For Sheldon and Lizzie, relaxation means getting a manicure. Aww, Sheldon is grinning like a little kid about his impending pampering. Meanwhile, Stefan, Josh, and Brooke pamper themselves with liquor. Josh wishes he had a fishing pole, but Stefan has another pole on his mind. “I got laid for the first time on a cruise,” he says, an admission which would be creepy even if it didn’t happen on national television. Josh makes some obvious jokes about a dude getting a manicure (French tips are mentioned) but the bright purple sweater he dons for dinner isn’t exactly the height of manliness. He ribs Brooke about her fried chicken and all the chefs start trading affectionate digs like siblings at Thanksgiving. A Thanksgiving where sushi lollipops are on the menu. The dream of the ’90s is definitely alive on this table. Most of the dishes arrive in what appears to be a tiny version of the set from Hollywood Squares.

Whoa! Where did Curtis and Powdma appear from? That was creepy. “I hope you like what you tasted,” she says. Because “tomorrow night you are running dinner service here.” Literally everyone at the table responds, “hmmmm.” They will be cooking surf and turf, and Sheldon gets to pick his proteins first.

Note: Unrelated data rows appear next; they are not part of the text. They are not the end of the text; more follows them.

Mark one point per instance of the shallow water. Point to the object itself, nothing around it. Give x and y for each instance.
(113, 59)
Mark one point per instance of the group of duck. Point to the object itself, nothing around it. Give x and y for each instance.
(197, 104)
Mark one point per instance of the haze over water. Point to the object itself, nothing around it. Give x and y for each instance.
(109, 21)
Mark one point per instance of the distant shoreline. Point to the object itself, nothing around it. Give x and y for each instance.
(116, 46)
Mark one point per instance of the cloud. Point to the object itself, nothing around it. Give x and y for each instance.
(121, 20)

The next day, his ingredient selection in the kitchen walk-in has all the pomp and circumstance of an NFL draft. Despite instructions to be innovative, Sheldon stays traditional and picks lobster tail and beef tenderloin. Josh of course wants pork belly. And bacon. Neither of those things is a surf, Josh. He adds some scallops. Stefan and Brooke go balls out with eel and pork belly and frog legs and mussels, respectively. Lizzie opts for the prawn and pig, which is probably the name of gastropub somewhere in Chicago. Josh gets unsuitably revved up watching Lizzie’s flair for breaking down a pig. I love this woman.

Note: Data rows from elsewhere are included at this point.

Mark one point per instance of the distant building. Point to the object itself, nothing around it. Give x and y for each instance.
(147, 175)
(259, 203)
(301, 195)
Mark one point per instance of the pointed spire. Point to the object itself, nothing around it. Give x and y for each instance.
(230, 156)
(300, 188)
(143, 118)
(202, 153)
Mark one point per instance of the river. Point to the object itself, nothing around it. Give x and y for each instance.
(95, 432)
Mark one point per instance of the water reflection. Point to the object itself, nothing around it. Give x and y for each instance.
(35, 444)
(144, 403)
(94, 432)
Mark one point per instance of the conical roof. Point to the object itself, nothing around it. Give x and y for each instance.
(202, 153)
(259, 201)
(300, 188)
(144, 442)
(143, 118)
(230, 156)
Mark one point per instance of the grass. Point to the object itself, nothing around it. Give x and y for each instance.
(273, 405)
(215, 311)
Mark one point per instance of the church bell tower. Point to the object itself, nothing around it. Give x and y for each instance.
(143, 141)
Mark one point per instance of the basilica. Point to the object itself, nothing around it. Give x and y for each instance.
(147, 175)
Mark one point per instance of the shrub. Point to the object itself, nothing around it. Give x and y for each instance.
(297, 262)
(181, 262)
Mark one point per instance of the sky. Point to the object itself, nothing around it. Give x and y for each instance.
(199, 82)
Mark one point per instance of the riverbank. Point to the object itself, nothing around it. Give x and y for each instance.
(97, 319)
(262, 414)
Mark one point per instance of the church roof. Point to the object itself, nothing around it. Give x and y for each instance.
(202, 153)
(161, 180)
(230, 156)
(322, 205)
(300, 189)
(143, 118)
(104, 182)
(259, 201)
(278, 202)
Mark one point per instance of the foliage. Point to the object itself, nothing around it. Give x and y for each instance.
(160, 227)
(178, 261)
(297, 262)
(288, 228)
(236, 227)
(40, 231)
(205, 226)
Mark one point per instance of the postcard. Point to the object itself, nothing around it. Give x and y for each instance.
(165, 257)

Cooking time. Sheldon regrets his noncreative proteins, while Josh regrets making a scallop pasta that is somehow turning out overly soft. He decides to scramble his soft pasta like eggs. He adds bacon. Bacon is to Josh as scallops are to Jamie from season five.

The judges arrive at Qsine. Powdma, Curtis, Tom, and Hugh Acheson are joined by some execs from the Celebrity Cruises line. Where is Gail these days?

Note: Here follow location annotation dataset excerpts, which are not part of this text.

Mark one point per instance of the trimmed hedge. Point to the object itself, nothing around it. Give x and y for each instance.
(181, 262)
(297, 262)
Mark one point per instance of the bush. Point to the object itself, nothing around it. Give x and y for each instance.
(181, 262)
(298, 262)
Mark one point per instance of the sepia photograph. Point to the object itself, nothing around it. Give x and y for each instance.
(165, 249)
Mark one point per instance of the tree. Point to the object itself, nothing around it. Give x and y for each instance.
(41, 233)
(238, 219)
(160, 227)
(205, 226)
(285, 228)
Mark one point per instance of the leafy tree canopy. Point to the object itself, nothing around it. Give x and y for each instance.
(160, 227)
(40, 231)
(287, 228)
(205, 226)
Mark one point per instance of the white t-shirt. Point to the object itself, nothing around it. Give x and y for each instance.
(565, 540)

Brooke is first up with mussels and frog legs that please the group. Tom pauses the proceedings to remark, “nice weather…if you’re a whale.” Powdma exclaims that she actually saw a whale the day before. Tom replies that he is “still waiting for the narwhal.” If he is referring to Renee Erickson’s long-promised oyster truck, I am, too.

Back to the food. Stefan’s braised pork belly with eel and parsnip ravioli comes with the greasiest-looking sauce that Tom has ever seen. The judges wince at his extremely crunchy pork. Now here comes Josh with his scrambled scallop pasta-eggs “and bacon you sprinkle on yourself.” Everyone is impressed with his creativity.

Sheldon puts on a game face to serve his soggy tempura. Lizzie has some issues with the steamer so her suckling pig-and-scallop-stuffed cabbage rolls are undercooked. The judges nitpick everyone’s dish and it’s not clear who is on the bottom.

All five chefs line up for judgment so the camera can swipe dramatically across their faces. Brooke’s frog legs take the win. Her prize is a seven-day Caribbean cruise, presumably one where she will not be forced to mass-produce lettuce cups. Lizzie and Josh are also safe.

Sheldon and Stefan await their fate. Curtis says he could hear Tom chewing on Stefan’s overly crunchy pork all the way across the table. Powdma’s voice sounds meek and sad as she bids Stefan adieu. Sheldon gets to join the other contestants for the finals in Juneau.

Next week: The chefs meet some sled dogs and Josh might become a dad. And, perchance, the answer to pressing questions like: Will Lizzie get a pedicure? What will Josh put bacon on next? And why did Sheldon stop wearing his knit cap now that it’s actually cold?

Coolest Seattle moment: We live in a city where Alaskan cruise ships depart from the downtown waterfront.

Lamest Seattle moment: Bidding farewell to our fair city. Seattle, Top Chef viewers hardly knew ye.